Diskussion zum „Altonaer Bekenntnis“ von 1933

■ 62, in der evangelischen Akademie der Nordkirche verantwortlich für die Erinnerungskultur.

taz: Herr Hentschel, heute vor 80 Jahren verfassten 21 Altonaer Pastoren einen Text gegen totalitäre Machtansprüche. Was passierte mit ihnen, nachdem die Nationalsozialisten die Macht übernahmen?

Ulrich Hentschel: Ein halbes Jahr später wurden der zuständige Propst Sieveking und zwei andere Pastoren in den Ruhestand gezwungen. Andere haben bald aus innerer Überzeugung mit den Nazis zusammengearbeitet. Deshalb ist das Bekenntnis ambivalent. Positiv ist, dass die Unabhängigkeit der Kirche gegen totalitäre Ansprüche proklamiert und gegen die Ersetzung Gottes durch religiöse Selbstinszenierungen protestiert wird.

Haben sie sich auch gegen die Verfolgung von Juden oder Oppositionellen geäußert?

In dem Bekenntnis gibt es kein kritisches Wort gegen den Antisemitismus. Man sucht auch vergeblich nach solidarisierenden Worten mit den Gewerkschaften und anderen aggressiv von den Nazis bekämpften Gruppen. Daran zeigt sich die konservative, in tiefer Loyalität zu deutschnationalen Vorstellungen stehende Ausrichtung der 21 Pastoren.

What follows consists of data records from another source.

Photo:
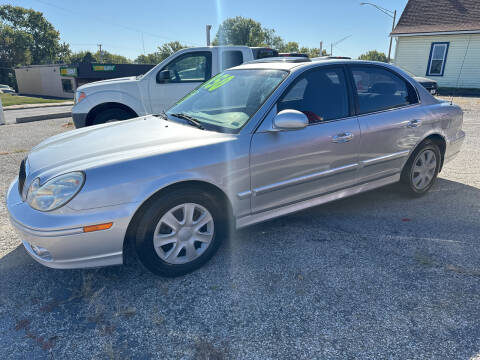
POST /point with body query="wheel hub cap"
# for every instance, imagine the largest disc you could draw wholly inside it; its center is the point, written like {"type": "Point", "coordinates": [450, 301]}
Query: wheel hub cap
{"type": "Point", "coordinates": [183, 233]}
{"type": "Point", "coordinates": [424, 169]}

Sie warnen in diesem Zusammenhang vor einem Mythos des „Altonaer Bekenntnisses“.

Der Text wurde nach 1945 fälschlicherweise zum Ausdruck eines breiten kirchlichen Widerstands stilisiert. Den hat es nicht gegeben – im Gegenteil: Auch die nazikritischen Teile der Kirche haben weitgehend übereingestimmt mit dem politischen Programm der Nazis gegen die jüdischen Deutschen und Gewerkschaften und für den Krieg. Aber die drei Suspendierten sind nicht mit den Nazis zusammengegangen.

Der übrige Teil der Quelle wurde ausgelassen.